A l'audience de plaidoiries du 23 mai 2008, les parties ont été autorisées à fournir en cours de délibéré leurs observations sur la demande formulée par la salariée au titre du maintien conventionnel de salaire.

Par note en délibéré du 20 juin 2008, l'avocat du docteur Z... a indiqué que celui-ci ne contestait pas la somme réclamée au titre du maintien de salaire et a communiqué la photocopie du chèque émis au profit de Naïma X... le 16 juin 2008 d'un montant de 1 397,91 € ainsi que la lettre d'accompagnement de ce chèque adressée à son confrère.

FAITS ET PRÉTENTIONS DES PARTIES Le docteur Elliot Z... exerce une activité de chirurgien-dentiste libéral.

Suivant contrat de travail à durée déterminée signé le 18 décembre 2002, il a engagé à compter du 7 janvier 2003 Naïma X..., étudiante en sixième année de chirurgie dentaire, en qualité d'étudiante-adjointe d'un chirurgien-dentiste et ce, pour une durée de 7 mois moyennant une rénumération de 28 % brute sur tous les honoraires encaissés.

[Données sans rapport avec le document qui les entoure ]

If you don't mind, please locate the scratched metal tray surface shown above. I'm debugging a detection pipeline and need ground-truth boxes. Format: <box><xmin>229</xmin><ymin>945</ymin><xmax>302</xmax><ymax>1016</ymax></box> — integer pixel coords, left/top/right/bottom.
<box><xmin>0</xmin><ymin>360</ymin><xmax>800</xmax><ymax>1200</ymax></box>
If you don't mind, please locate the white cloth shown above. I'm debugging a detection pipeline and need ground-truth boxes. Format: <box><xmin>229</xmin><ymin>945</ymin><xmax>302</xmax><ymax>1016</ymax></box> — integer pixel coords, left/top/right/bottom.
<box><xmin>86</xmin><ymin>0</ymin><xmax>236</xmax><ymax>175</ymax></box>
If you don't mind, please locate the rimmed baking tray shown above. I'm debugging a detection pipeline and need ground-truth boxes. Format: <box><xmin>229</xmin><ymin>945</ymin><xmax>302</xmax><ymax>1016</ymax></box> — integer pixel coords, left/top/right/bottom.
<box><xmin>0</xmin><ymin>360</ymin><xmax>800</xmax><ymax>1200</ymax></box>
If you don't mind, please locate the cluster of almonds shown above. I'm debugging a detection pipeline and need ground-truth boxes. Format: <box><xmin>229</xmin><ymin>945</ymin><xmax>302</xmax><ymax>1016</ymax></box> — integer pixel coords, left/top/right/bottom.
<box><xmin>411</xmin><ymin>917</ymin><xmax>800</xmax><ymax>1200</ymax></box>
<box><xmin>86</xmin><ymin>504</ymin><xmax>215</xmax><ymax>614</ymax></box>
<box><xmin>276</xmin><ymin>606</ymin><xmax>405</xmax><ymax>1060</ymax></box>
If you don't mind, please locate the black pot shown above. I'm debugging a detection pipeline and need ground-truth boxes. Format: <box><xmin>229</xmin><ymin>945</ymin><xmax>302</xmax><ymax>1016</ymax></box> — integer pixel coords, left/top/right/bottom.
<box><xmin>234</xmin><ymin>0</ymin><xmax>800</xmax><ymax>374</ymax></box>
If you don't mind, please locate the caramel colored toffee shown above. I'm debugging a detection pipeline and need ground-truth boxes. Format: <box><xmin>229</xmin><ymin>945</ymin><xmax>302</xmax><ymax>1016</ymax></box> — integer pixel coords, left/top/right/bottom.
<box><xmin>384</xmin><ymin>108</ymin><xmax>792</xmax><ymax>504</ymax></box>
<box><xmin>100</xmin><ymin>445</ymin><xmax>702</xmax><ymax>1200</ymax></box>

Ce contrat qui devait être exécuté dans le cadre des dispositions de l'article 4 du décret du 4 février 1994 pris pour l'application de l'article L. 359 du Code de la santé publique a été prolongé jusqu'au 5 mars 2004 par avenant conclu le 6 août 2003.

Puis, selon avenant signé le 5 mars 2004, il s'est poursuivi sous la forme d'un contrat à durée indéterminée.

En octobre 2004, les parties sont convenues d'une augmentation de rémunération de la salariée, la portant à 30 % du chiffre d'affaires réalisé par celle-ci.

L'employeur applique la convention collective nationale des cabinets dentaires.

Par lettre du 20 mai 2005, Naïma X... a mis en demeure le docteur Z... de lui régler les congés payés non pris depuis deux ans, l'augmentation de salaire convenue depuis octobre 2004 non réglée sur la paye d'avril 2005 et sa rémunération sur les paiements des patients bénéficiaires de la CMU pour avril 2005.

Le 21 mai 2005, la salariée a été placée en arrêt de travail pour cause de maladie et les arrêts de travail ont été renouvelés sans interruption en 2005 et 2006.